I did a great deal of research. Firstly I interviewed two women who had both been interned on Java as children, and whose memories of the camps were still vivid, seventy years on. I went on a trip to Java. I also read the memoirs of Dutch survivors whose accounts of the appalling conditions, and the atrocious train transports made harrowing reading. So I immersed myself in their remembered world of a paradise that had become a living hell, and into this I placed my fictional characters - Klara and Peter and their parents, the Jochens, and the vengeful Mrs Dekker.
At times I felt that I was on wartime Java too. I’d close my eyes and try to imagine what it must have been like to be in a small house with perhaps fifty other people, with no possibility ever to be alone, in peace and quiet. I tried to imagine the hunger that prompted these starving women to write out recipes for delicious dishes that they would never get to eat. I tried to imagine what it would be like to have my head shaved, or to stand at Tenko, for hours at a time, with a child in my arms.

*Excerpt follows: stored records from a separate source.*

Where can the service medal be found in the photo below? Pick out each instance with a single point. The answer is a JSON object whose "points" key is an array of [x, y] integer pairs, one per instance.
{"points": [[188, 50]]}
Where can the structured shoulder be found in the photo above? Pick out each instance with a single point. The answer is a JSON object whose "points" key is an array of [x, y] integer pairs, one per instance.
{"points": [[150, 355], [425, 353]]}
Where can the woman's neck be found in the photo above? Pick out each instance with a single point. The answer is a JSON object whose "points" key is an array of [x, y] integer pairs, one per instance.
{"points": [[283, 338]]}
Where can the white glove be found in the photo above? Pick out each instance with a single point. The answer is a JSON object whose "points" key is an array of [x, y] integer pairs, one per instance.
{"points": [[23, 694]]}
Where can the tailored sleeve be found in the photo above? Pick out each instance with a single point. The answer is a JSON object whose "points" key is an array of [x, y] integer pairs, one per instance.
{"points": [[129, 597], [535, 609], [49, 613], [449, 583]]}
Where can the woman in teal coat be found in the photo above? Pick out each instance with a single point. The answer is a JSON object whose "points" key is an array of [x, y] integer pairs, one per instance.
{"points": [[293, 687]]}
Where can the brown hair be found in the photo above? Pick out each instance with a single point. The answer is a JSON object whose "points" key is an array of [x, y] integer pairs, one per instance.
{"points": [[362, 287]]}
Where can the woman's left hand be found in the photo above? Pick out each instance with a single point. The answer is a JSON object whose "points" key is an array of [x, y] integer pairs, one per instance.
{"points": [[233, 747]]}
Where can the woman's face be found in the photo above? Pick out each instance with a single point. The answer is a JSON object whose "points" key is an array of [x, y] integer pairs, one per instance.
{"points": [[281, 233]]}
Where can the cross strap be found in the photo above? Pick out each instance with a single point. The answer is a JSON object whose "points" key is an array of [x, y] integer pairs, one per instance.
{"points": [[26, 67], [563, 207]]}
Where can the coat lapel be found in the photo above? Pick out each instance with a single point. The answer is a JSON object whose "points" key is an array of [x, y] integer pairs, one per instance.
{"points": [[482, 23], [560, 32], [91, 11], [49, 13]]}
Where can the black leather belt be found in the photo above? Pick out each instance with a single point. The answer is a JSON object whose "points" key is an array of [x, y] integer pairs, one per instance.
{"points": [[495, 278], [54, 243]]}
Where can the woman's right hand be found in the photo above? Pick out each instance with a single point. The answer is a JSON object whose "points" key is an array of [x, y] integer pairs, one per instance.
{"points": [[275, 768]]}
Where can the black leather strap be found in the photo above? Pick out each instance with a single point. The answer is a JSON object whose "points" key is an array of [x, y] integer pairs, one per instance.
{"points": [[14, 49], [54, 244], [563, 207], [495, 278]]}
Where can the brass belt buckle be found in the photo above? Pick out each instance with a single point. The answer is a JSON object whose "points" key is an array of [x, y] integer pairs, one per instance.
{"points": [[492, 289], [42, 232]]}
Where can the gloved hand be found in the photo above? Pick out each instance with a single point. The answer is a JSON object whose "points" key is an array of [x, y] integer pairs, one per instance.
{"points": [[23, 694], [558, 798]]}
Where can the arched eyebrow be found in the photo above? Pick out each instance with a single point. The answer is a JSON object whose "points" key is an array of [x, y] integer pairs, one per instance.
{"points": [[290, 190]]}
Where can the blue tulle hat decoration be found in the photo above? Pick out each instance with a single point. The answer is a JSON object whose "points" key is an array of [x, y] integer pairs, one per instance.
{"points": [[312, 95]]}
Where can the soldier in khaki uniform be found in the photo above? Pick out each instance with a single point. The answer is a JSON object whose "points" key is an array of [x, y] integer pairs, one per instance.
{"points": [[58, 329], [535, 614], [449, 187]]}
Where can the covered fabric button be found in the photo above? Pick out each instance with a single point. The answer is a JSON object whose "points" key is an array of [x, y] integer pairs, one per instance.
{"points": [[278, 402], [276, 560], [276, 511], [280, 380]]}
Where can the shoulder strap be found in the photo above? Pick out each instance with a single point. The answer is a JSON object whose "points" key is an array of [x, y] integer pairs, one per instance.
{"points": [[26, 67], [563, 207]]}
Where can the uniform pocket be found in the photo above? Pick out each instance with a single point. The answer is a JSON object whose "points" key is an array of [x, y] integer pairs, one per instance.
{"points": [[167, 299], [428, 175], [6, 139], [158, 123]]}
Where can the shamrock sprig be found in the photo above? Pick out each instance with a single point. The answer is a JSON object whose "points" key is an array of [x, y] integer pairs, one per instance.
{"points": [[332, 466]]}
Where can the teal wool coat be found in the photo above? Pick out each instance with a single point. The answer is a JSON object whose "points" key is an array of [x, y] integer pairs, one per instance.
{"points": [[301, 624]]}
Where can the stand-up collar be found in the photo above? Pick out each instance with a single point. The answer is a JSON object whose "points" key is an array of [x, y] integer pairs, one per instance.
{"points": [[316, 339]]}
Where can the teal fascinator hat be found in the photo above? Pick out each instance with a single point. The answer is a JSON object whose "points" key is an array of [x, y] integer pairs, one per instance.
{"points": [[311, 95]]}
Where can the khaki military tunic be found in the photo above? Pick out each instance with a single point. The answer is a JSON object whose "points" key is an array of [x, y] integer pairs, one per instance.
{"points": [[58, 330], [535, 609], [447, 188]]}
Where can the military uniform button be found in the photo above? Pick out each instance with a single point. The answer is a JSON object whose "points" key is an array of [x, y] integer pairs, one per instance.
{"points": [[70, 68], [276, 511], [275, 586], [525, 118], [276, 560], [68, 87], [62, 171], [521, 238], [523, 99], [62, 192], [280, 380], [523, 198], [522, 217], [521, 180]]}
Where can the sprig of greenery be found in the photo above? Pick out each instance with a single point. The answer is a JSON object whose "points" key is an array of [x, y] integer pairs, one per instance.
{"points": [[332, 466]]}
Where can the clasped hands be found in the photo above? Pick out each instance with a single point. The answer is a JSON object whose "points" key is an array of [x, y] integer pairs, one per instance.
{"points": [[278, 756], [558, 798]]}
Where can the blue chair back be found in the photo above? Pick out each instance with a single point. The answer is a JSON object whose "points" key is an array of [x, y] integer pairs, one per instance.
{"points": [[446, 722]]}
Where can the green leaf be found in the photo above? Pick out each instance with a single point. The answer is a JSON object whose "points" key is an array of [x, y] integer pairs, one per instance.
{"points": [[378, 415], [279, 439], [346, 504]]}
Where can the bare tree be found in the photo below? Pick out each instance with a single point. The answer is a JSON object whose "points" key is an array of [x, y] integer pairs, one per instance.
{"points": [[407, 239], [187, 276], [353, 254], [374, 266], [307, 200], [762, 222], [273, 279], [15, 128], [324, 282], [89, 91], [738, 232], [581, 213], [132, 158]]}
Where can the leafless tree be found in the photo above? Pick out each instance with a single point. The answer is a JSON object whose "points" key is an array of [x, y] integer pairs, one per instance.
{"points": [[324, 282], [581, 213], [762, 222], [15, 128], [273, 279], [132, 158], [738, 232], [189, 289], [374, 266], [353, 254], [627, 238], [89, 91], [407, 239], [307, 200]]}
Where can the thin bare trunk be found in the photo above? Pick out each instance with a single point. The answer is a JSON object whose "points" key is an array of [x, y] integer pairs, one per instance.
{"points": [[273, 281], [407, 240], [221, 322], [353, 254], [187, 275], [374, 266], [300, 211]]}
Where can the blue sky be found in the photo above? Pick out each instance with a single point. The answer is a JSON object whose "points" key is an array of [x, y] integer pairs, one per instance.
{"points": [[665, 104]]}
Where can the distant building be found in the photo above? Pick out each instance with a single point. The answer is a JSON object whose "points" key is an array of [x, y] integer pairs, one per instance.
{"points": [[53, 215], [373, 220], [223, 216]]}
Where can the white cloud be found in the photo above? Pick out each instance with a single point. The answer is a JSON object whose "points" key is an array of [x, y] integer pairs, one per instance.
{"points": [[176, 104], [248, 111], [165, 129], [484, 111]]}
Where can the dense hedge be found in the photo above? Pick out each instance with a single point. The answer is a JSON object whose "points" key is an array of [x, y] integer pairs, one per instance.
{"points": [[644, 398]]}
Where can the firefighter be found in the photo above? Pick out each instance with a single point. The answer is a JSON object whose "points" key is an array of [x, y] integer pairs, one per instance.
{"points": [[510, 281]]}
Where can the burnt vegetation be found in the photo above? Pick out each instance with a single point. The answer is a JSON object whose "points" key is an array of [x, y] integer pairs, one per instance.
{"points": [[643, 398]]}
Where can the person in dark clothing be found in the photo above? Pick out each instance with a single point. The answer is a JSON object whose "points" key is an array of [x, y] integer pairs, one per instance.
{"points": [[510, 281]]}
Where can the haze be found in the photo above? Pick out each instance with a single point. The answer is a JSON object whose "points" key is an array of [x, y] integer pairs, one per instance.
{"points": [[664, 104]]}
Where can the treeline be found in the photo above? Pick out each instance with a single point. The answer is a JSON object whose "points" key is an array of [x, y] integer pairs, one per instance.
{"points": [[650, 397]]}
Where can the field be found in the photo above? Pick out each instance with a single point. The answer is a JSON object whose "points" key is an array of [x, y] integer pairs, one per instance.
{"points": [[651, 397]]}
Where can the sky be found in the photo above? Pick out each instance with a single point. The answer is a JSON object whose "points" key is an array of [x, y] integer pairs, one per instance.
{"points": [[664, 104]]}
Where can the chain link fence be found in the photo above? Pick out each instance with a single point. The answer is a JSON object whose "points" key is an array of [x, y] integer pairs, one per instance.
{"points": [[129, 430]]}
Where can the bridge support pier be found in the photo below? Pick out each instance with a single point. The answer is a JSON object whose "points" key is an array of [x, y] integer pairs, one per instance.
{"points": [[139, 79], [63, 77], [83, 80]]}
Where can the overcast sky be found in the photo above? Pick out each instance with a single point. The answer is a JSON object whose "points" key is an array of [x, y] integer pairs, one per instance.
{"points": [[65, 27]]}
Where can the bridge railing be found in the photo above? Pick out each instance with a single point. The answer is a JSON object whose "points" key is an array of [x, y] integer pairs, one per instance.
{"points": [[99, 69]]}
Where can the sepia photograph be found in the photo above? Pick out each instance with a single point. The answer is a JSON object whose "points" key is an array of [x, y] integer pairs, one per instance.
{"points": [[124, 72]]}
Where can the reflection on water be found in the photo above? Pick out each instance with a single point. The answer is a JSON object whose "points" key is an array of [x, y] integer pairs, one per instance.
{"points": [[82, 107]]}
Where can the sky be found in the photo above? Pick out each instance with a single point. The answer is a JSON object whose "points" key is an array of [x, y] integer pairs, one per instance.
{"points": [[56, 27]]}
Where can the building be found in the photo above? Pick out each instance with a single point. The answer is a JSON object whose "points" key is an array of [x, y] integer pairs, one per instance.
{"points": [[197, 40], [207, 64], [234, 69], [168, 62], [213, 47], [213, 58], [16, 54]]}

What these many thousands of women endured is not widely known: I wanted to write a novel that would put their ordeal, and their courage, at its heart.
There is a contemporary story as well – of Jenni, the shy ghost writer, who prefers to immerse herself in the memories of other people, because her own memories are a source of such pain. As with ‘A Vintage Affair’, and ‘The Very Picture of You’, the friendship between the older woman and the younger woman, is key. They will help each other lay to rest the ghosts that have haunted them for so many years. Ghostwritten may seem a departure from my previous novels, but the earlier romantic comedies such as The Making of Minty Malone, Out of the Blue and Rescuing Rose have now given way to stories in which I blend present and past. This is something that began with A Vintage Affair, continued with The Very Picture of You, and Ghostwritten carries on that process of change. It’s my very great hope that you’ll find it a compelling and rewarding read.